In just under 50 years, the image has been placed at the center of tensions between government, journalist and public. Its value, now known, could be limitless. Economically, politically very costly.
Moving images for the masses
Every Wednesday, the French went to the cinema to watch gambling data america the screening of Actualités françaises, Fox Movietone, and Actualités Gaumont. Sententious voices, spectacles of a world that was, after all, happy, the major dailies critiqued these agency films every Wednesday, as one critiques the work of a famous director. Great moments of history thus paraded before the eyes of all generations.
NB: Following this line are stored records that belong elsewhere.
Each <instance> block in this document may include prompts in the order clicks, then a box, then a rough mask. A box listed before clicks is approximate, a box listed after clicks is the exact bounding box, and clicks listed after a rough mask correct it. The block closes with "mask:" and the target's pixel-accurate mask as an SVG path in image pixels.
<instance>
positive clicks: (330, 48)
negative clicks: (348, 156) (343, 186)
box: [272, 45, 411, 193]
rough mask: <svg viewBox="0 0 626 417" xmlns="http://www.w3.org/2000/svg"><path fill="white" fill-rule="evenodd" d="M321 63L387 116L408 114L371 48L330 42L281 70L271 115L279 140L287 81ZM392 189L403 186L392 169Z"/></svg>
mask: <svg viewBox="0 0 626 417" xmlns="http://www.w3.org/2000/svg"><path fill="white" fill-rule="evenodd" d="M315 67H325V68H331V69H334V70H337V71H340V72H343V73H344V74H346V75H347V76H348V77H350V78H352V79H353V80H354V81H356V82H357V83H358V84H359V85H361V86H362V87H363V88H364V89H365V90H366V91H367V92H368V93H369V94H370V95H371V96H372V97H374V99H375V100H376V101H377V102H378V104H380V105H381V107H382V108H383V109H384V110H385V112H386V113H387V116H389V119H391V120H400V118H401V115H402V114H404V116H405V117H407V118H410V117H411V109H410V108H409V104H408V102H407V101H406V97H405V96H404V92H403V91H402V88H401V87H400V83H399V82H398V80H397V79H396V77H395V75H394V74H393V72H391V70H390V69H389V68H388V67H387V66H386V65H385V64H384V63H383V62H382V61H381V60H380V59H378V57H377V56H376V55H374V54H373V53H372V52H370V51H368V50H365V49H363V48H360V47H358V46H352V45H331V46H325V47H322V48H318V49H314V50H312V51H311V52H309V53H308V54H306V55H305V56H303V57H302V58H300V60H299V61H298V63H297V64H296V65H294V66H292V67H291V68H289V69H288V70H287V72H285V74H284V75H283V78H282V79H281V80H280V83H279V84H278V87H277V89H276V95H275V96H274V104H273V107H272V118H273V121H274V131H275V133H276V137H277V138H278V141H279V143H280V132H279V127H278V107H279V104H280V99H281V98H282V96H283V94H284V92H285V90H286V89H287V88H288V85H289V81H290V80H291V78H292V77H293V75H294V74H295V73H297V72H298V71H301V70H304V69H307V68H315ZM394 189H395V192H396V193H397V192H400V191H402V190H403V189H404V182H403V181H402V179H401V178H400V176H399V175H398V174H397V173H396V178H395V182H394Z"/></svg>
Intrepid operators had been there at the right time. Serge Viallet's series "History Catchers" on ARTE is fascinating from this point of view.
And then there was that day in 1950 in Nogentel in the Aisne. A teacher was teaching the inhabitants of the small village a new show called: television news. His name was Roger Louis and he also used his teaching of the image to his advantage for himself as a senior reporter for the magazine "5 colonnes à la Une".
Here again, the tension was high. The story is more than well-known. The General's television was under a bell jar, with a few narrow spaces of freedom in information. 5 Colonnes was one of them, because Pierre Lazareff, the boss of the weekly show, was close to the head of state. The images were scrutinized, weighed, crossed out in surreal projections in the presence of the censors. The value of the information image defined in some way by the economy of the forbidden.
Then we remember what was called "the news".